Saunders told the court that with Victim E's fraudulent Independent Living Agreement, the young person was still receiving funding through the semi-independent living situation, while Saunders stole from the Ministry through the separate Independent Living Agreement.
Victim E testified in Kelowna court Tuesday.
Saunders also admitted to the court that he prepared another document for Victim E in 2015, to secure living support funds for a young person who's aged out of care and enrols in a post-secondary educational program. Saunders admitted the young person had not enrolled in an educational program, and Saunders had stolen the funds.
“It's a fraudulent document,” Saunders admitted, when shown the Agreement with a Young Adult document.
He also prepared another fraudulent Independent Living Agreement with another youth in his care, Victim H, which claimed to cover expenses for the young person's “support allowance,” bus pass, cell phone bill and clothing.
Saunders testified about how he provided Victim H with separate vouchers for food and clothing, rather than support through the Independent Living Agreement that Saunders was stealing funds from.
“Part of my misappropriation was to avoid any valid paper work that would suggest to any youth that they could receive funds that they weren't entitled to,” Saunders said, agreeing that this was to “cover his tracks.”
Earlier in the day, a “transitions counsellor” with the Bridge testified about a text conversation he'd had with Saunders about Victim H in November 2017.
“[Victim H] asked about Ind. living. I advised him there's really no such thing as far as providing [Victim H] with his own place,” Saunders wrote in the text.

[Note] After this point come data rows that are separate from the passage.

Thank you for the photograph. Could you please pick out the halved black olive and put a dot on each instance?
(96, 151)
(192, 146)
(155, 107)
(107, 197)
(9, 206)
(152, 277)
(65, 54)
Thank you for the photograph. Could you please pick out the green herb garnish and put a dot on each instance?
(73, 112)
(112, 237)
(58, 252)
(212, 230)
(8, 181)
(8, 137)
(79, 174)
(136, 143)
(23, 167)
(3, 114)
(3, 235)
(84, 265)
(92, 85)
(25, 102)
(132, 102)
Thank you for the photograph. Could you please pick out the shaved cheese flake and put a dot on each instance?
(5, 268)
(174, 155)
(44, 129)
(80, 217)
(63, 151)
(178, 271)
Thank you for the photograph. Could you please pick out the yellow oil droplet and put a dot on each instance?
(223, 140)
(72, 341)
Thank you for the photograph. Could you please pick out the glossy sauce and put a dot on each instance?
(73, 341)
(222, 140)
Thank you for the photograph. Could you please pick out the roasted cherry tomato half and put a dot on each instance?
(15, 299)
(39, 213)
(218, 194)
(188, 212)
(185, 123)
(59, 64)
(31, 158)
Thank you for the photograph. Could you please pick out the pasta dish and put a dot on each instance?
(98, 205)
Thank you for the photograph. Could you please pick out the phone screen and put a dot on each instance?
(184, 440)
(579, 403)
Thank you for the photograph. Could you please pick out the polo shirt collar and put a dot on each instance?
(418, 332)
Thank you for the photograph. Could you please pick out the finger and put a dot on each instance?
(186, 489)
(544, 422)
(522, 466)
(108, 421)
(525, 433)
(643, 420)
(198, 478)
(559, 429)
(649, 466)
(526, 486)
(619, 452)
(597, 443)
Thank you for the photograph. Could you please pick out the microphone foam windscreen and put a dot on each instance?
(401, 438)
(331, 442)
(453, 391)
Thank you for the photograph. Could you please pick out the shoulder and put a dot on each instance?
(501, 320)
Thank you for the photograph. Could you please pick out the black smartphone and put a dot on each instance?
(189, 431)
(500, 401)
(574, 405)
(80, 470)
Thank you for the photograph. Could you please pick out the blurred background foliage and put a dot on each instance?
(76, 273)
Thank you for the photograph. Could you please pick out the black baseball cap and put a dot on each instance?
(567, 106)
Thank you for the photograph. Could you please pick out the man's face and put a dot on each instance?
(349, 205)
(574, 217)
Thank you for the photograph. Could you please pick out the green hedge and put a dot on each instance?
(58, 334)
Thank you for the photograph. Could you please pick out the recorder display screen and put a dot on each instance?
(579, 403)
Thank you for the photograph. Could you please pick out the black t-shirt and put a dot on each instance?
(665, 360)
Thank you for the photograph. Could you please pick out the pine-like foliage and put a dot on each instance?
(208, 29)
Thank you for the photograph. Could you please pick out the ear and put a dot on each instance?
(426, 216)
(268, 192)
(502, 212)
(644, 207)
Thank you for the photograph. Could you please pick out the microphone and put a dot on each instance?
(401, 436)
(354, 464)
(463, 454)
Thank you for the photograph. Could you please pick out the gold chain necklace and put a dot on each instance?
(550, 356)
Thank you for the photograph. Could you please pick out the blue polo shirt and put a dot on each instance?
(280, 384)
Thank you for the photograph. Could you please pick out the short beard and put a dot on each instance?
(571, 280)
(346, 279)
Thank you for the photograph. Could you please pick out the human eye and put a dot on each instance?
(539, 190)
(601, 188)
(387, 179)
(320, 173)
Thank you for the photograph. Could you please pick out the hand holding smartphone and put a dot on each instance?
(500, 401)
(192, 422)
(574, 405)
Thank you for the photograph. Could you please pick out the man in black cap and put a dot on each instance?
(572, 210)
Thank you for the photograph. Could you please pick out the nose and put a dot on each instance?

The transitions counsellor testified he interpreted this to mean Saunders didn't want him to tell [Victim H] that he could be eligible for the program. But Saunders maintained that Victim H should not have been eligible for Independent Living Agreement funding.
While Saunders spoke about the two young people during his testimony Wednesday, the Crown has identified a total of 24 young people who were victimized by Saunders' fraud.
On Tuesday, a former co-worker testified about going to their supervisor to complain about Saunders's work ethic.
Under questioning by Fitzpatrick, she said supervisor Siobhan Stynes — who has been named in civil lawsuits alongside Saunders — was aware about her concerns with Saunders arriving late for work and watching YouTube and hockey games, as well as signing other social workers' names to the duty roster when he was supposed to be on duty.
She testified she felt Stynes treated Riley differently, expecting a very high level of responsibility from female staff, but it seemed like Saunders did what he wanted.
The Gardiner hearing will continue Thursday.